The yen's weakness is structural, not a passing dip, and foreign exchange intervention won't fix it. USD/JPY touched 162.38 during Asian hours on June 30, a four-decade low since 1986, then swung wide on July 2 — opening at 162.60, dipping to 160.62, and settling near 161.09. The market ties that pullback to possible Japanese intervention and weak U.S. employment data, but the underlying trend runs deeper.

The policy gap driving the yen down

At the start of 2026, markets priced in two Federal Reserve rate cuts. That view has fully reversed: the probability of a Fed rate hike by December has risen to 80%, and implied rates from U.S. Treasury futures have climbed from 3.05% to 3.95%. The Bank of Japan has held its cautious line instead, with year-end implied rates slipping from 1.29% to 1.20% despite inflation running above target.

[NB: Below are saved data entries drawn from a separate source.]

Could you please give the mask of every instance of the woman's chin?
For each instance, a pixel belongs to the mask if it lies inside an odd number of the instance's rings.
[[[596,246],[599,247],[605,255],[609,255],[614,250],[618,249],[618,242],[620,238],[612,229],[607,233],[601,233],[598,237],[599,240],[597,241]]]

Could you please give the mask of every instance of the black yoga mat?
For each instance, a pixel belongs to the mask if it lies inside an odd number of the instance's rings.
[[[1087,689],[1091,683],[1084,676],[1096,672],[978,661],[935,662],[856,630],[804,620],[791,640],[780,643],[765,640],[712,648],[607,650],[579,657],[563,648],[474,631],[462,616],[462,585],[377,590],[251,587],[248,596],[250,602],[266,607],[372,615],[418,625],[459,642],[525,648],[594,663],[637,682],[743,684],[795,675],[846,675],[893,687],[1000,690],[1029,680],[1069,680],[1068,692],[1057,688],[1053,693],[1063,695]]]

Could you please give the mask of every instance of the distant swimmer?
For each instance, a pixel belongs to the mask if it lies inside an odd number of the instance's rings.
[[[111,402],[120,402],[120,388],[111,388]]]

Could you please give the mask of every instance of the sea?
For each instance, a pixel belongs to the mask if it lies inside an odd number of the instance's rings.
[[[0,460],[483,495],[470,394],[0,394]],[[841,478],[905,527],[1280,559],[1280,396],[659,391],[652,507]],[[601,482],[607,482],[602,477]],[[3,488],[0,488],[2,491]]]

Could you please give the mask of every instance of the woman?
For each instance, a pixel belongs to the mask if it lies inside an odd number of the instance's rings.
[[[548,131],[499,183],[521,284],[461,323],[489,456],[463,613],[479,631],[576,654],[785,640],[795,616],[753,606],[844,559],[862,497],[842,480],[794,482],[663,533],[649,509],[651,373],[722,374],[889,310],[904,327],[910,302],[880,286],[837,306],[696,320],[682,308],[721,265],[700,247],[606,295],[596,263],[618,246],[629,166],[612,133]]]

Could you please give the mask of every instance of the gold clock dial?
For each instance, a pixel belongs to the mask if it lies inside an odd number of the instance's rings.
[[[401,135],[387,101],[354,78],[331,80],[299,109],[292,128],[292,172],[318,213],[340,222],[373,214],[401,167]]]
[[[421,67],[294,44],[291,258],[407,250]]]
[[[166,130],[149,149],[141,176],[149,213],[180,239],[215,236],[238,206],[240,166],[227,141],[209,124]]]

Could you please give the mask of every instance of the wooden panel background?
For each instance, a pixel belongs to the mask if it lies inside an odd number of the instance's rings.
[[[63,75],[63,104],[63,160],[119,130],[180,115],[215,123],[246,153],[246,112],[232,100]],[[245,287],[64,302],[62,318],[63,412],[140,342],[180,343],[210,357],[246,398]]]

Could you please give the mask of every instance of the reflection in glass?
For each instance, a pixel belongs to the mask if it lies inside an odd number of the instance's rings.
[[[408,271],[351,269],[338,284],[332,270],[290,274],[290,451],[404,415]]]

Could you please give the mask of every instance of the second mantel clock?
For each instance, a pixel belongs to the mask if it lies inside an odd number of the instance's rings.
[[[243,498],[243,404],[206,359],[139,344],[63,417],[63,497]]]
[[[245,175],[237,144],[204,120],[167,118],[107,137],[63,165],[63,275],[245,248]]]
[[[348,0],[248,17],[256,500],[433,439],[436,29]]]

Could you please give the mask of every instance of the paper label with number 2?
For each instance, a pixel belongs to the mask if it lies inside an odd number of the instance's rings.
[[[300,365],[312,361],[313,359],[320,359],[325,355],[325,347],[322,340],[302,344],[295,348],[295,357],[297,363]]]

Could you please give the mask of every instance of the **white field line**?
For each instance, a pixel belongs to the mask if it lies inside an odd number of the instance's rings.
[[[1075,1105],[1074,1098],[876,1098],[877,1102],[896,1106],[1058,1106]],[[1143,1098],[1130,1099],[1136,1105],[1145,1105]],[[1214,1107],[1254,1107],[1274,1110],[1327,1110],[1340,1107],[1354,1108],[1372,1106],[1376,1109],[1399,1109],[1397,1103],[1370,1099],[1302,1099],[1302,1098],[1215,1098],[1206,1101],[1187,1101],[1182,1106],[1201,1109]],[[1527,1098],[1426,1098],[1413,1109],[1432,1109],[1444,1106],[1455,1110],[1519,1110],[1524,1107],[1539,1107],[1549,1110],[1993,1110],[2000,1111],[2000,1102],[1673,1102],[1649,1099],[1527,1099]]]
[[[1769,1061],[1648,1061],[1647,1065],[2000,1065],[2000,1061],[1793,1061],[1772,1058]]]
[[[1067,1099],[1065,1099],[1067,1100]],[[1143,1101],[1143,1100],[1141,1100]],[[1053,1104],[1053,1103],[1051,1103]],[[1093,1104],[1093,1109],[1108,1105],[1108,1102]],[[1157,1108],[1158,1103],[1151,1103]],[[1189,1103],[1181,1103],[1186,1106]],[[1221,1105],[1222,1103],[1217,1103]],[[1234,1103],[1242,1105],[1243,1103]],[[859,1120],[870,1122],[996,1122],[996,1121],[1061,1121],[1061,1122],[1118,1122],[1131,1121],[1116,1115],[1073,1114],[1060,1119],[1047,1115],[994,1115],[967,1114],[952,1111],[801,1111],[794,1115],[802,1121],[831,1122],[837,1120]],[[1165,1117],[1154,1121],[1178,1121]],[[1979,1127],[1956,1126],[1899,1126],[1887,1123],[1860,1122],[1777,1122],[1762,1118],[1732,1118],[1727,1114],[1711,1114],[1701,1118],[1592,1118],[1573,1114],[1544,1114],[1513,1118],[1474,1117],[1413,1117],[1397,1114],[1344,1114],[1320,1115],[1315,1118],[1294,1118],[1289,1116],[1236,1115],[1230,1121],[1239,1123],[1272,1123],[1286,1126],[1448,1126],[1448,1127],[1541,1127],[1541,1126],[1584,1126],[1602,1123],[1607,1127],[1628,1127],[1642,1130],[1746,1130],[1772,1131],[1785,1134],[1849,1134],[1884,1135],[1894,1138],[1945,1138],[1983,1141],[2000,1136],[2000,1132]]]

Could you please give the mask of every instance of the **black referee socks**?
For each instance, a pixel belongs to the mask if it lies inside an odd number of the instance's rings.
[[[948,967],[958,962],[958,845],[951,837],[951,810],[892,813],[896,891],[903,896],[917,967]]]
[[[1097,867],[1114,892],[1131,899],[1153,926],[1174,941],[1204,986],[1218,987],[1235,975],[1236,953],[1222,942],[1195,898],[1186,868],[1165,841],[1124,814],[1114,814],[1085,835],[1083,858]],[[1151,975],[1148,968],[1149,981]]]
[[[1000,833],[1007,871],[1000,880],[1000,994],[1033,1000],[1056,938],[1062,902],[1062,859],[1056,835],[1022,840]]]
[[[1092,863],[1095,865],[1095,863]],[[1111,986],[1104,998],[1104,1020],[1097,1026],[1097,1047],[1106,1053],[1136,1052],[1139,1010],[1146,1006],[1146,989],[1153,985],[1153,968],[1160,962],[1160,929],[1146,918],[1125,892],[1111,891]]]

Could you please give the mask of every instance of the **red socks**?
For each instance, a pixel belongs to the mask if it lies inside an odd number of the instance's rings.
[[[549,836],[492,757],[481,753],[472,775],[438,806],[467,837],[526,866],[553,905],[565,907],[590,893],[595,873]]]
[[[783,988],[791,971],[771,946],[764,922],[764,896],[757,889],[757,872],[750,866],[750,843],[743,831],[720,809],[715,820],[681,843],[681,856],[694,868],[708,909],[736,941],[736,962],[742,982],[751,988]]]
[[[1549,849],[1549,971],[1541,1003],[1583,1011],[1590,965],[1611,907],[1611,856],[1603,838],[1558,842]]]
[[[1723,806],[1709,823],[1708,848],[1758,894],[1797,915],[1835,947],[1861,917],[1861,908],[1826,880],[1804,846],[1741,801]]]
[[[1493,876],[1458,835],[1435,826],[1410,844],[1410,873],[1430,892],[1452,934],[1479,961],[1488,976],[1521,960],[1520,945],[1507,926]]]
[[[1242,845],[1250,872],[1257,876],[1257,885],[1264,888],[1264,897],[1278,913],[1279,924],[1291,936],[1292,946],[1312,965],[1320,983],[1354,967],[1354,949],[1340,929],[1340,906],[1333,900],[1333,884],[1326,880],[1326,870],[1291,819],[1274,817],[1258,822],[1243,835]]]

This widening rate gap keeps fueling yen carry trades, where investors borrow yen cheaply to buy higher-yielding dollar assets.

External pressures add to the strain. Japan's reliance on Middle East energy imports leaves it exposed to oil-price risk premiums, and foreign investors net-bought ¥10.2 trillion of Japanese stocks in the first 24 weeks while hedging their currency exposure, which generates steady yen selling.

Why intervention keeps failing

ING Groep noted that the July 2 slide, which pushed USD/JPY below 161.0, may reflect covert Bank of Japan intervention timed to thin holiday liquidity around U.S. Independence Day. Yet the bank cautions that such moves treat symptoms, not causes. Between April and May, Japan's Ministry of Finance deployed a record ¥11.7 trillion (USD 73.6 billion) to push the pair into the 155–156 range, only for it to fully retrace within less than two months. Japan holds USD 1.094 trillion in reserves as of end-May, but roughly 70% sits in U.S. Treasuries, so heavy selling to fund intervention would lift Treasury yields and constrain further action.

Crowded shorts raise reversal risk

Positioning is stretched. As of June 22, CFTC data showed net yen short positions of USD 11.3 billion, near a two-year peak and comparable to July 2024, when intervention paired with an interest rate hike drove a sharp yen rally. On the charts, the primary upside target sits at 163.64, the 100% Fibonacci extension of the January–April rally, while support at 160.9 marks the 20-day moving average; a decisive break lower opens the way toward 157.6–158.0.